According to [74] local analysis by using context and phrase structure is more effective. In our study, we found that some words such as খারাপ (Bad), সমস্যা (Problem), অসাধারণ (Amazing) are used in almost all the emotion classes, so they are considered as global emotional thesauri. Some words like কষ্ট (Trouble), কান্না (Crying), অসহায় (Helpless) are mentioned explicitly in the sadness class. These are referred to as local emotional thesauri. Thus, further research should conduct to construct emotion thesauri, which helps to understand a person’s affectation in by identifying emotion words.
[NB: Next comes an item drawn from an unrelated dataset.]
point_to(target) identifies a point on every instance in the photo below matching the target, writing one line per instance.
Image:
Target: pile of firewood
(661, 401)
The developed corpus should enlarge with more data to apply in sophisticated classification technique such as deep learning. Data which are more prone to confusion among team members should be removed for suppressing the error rate. Classification of implicit emotion is the most critical problem due to this emotion is typically unapparent within the expression, and thus, its solution demands to interpret the context. Even when a sentence includes an emotion keyword, it is not assured to express the same emotion because the word semantic can alter according to the context. Emotions are complicated; humans often suffered problems to express and understand emotions. Classifying or detecting emotions in the text increases the complicity of interpreting emotion because of the lack of visible facial expressions, body gestures, and voice [2]. Automating emotion recognition is a difficult task. A machine needs to deal with the complexity of linguistics and the context of the written text.
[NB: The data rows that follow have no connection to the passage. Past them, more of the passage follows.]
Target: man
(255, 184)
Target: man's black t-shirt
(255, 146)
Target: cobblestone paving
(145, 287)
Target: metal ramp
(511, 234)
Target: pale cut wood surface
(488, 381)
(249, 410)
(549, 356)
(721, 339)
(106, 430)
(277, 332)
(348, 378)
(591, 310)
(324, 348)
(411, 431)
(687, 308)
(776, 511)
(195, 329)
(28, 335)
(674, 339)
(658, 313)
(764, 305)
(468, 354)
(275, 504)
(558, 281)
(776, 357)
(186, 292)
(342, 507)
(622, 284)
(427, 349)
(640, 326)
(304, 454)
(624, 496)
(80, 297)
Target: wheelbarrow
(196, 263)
Other Factors in Developing Emotion Corpus

Several other factors should consider to assign a label of data and include it into an appropriate category of emotion/sentiment corpus. The exposure of subjective and objective texts with their appropriate tone is significant to interpret emotion. All objective texts do not include explicit emotions. Some predicates (i.e., verbs, adjectives, and few nouns) cannot be prescribed the same concerning how they generate emotion. Context of an utterance is a very vital factor in determining its emotion class. Expressions related to irony and sarcasm (where human express their negative emotions using positive words), can be complicated to determine emotion class without having an absolute perception of the context of the circumstances in which a feeling represented. Text express comparisons in emotion analysis is another complicated difficulty that needs to handle attentively before settling the emotion class. Emojis also play a vital role in the emotion of texts that require to convert into tokens (of appropriate category) in order to enhance the performance of emotion analysis.

Conclusion

Emotion classification is still developing areas of research, and challenges for low-resource languages are daunting. Scarcity of benchmark dataset is one of the vital challenges to perform the emotion classification task in the Bengali language. Thus, in this work, we presented a new corpus (called BEmoC) for classifying the expression of emotion in Bengali texts and explained its development processes in details. We have crawled texts from online and offline sources, applied several prepossessing techniques to clean the data, and annotated the corpus with basic six emotions including joy, fear, anger, sadness, surprise and disgust. To best of our knowledge, this is the first Bengali corpus annotated with six basic emotion classes. The paper revealed several features of emotion texts, especially concerning each different class, exploring what kinds of emotion words human use and why they choose those words to express their particular emotions. The evaluation of BEmoC shows that the developed dataset followed the distribution of Zipf’s law and maintained an agreement among annotators with perfect κ score. More data sample can be included in the current BEmoC for its effective use in sophisticated classification techniques. In further research, BEmoC can be considered to annotate emotion expressions in terms of various domains including emotions in emojis, text containing sarcasm/irony or comparative expressions.